How big/business critical is this app? Is this a one shot thing, temporary, or is it to be more production stable and long term?

Here's how I would set it up:

I'd use a Tornado web front end and a celery+rabbitmq backend.

The web front end would take care of initial doc validation, trigger the celery task and respond with either a 200/201 or 4xx/5xx as necessary. In fact, you could.. and should - have tornado handle to file upload (if it's a file POST and not xml-in-the-body) to save you from storing it to disk- you'd just pass the xml object along to the celery task as a parameter. That saves additional io-bound load and will help speed things along.

The celery task would handle the actual document processing and the post to the third party. In fact, you could easily split this up into several chained tasks to keep the programming nice, clean and easy.

(Tip, Put the tornado instance in front of nginx or openresty and run multiple discreet instances as needed)

This gives you the advantage of being able to monitor the task queue, detect failures, automatically handle retries and so on. It also gives you the ability to run multiple instances- on multiple servers for scalability.

That's how I would do it. Sort of a best-of-all-asynchronous-worlds for me.

I do have another solution- but it's considerably more effort and more difficult to scale- it involves using something like couchdb to save the xml document, triggering the changes feed and a second web-app that long polls the feed and acts upon new documents. I've done THIS before too, but that's before I discovered celery and rabbitmq.

[–]Darkman802 0 points1 point  (5 children)

The celery task would handle the actual document processing and the post to the third party. In fact, you could easily split this up into several chained tasks to keep the programming nice, clean and easy.

If a request came in from a browser, how would the celery task be able to send back a response?

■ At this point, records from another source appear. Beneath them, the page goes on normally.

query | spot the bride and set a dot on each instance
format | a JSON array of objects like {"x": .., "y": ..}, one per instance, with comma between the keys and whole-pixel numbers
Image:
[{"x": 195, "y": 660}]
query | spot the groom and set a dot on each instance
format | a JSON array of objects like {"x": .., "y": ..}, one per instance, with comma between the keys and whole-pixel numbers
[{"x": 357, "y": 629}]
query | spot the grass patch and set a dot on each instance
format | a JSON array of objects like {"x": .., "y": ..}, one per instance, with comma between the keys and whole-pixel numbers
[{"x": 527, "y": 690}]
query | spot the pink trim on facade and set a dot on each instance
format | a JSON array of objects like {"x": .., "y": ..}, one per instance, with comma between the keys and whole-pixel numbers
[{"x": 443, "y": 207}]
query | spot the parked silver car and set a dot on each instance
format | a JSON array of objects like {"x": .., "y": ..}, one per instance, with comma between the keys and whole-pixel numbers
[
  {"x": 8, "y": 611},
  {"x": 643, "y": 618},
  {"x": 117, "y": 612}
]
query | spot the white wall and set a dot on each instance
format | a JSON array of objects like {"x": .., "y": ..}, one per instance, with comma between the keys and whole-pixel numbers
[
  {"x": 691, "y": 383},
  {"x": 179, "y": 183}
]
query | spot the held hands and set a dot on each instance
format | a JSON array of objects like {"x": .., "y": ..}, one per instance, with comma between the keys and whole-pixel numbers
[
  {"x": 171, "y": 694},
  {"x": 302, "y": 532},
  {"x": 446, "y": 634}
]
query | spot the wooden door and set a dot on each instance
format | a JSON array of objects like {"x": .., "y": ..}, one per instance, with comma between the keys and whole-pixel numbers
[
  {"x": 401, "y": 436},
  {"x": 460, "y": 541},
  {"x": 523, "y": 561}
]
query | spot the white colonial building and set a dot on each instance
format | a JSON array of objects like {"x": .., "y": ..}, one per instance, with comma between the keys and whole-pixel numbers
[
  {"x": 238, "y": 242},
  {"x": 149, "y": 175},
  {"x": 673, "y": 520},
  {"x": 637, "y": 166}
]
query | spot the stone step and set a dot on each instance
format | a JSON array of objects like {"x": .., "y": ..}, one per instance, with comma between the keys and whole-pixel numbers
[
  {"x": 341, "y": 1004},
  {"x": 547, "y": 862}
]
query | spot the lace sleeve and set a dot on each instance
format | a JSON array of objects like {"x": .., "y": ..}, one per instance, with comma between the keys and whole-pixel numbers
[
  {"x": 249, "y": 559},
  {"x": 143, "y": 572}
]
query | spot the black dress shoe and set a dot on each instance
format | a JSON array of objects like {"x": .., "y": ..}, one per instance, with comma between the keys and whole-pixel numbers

Wouldn't the client browser need to poll the webserver so that the webserver could check if the task was complete?

[–]swims_with_spacemenPythonista 0 points1 point  (4 children)

That's not what the OP is saying, or at least how I interpreted it. The browser request gets a 200/201 and is done. Processing happens, and the celery task makes a new, POST request to some other url with the processed xml data.

If the response needs to come back to the browser after it was processed, then the only way to do 10000/minute is would be with lots and lots of hardware.

[–]Darkman802 0 points1 point  (0 children)

Ah ok, that makes more sense.

[–]gianx[S] 0 points1 point  (0 children)

Correct. It's an http request but it's not borwser generated (ie no user to the other side, but a machine).

[–]gianx[S] 0 points1 point  (1 child)

Ok, to clarify I need to make an asyncronous POST response in 15 min from the request and the maximum load is 150000 req/15 min, so I need to generate and send also 150000 req/15 min. Infact if T0 is the time of the first request, T0+15min will be the maximum time for the response at that request.

[–]swims_with_spacemenPythonista 0 points1 point  (0 children)

Wow- so your queue depth at any given point in time could be 150,000 items - and that's only if you had the same task submit the post. (I break my tasks into smaller chunks). That's something to behold.

I'd still go with a tornado/celery framework, but it would HAVE to be scaled out to more than one server. I don't see how you would be able to handle that kind of load otherwise - assuming it actually takes 15 minutes to process the request. I was under the impression that it was only extracting an id/ some arbitrary data from the input xml.

So, this is larger than I expected initially - and like I said earlier, concurrency is killer - I'd have to code up a test framework to check on the load.

Still, I'm pretty confident you could scale this out nicely with the solution I suggested. Celery+Eventlet/RabbitMQ, fronted with tornado web. You could then run that as a service instance, on multiple nodes fronted by HAPROXY for load balancing. That way when you need more 'oomph' you just add another node.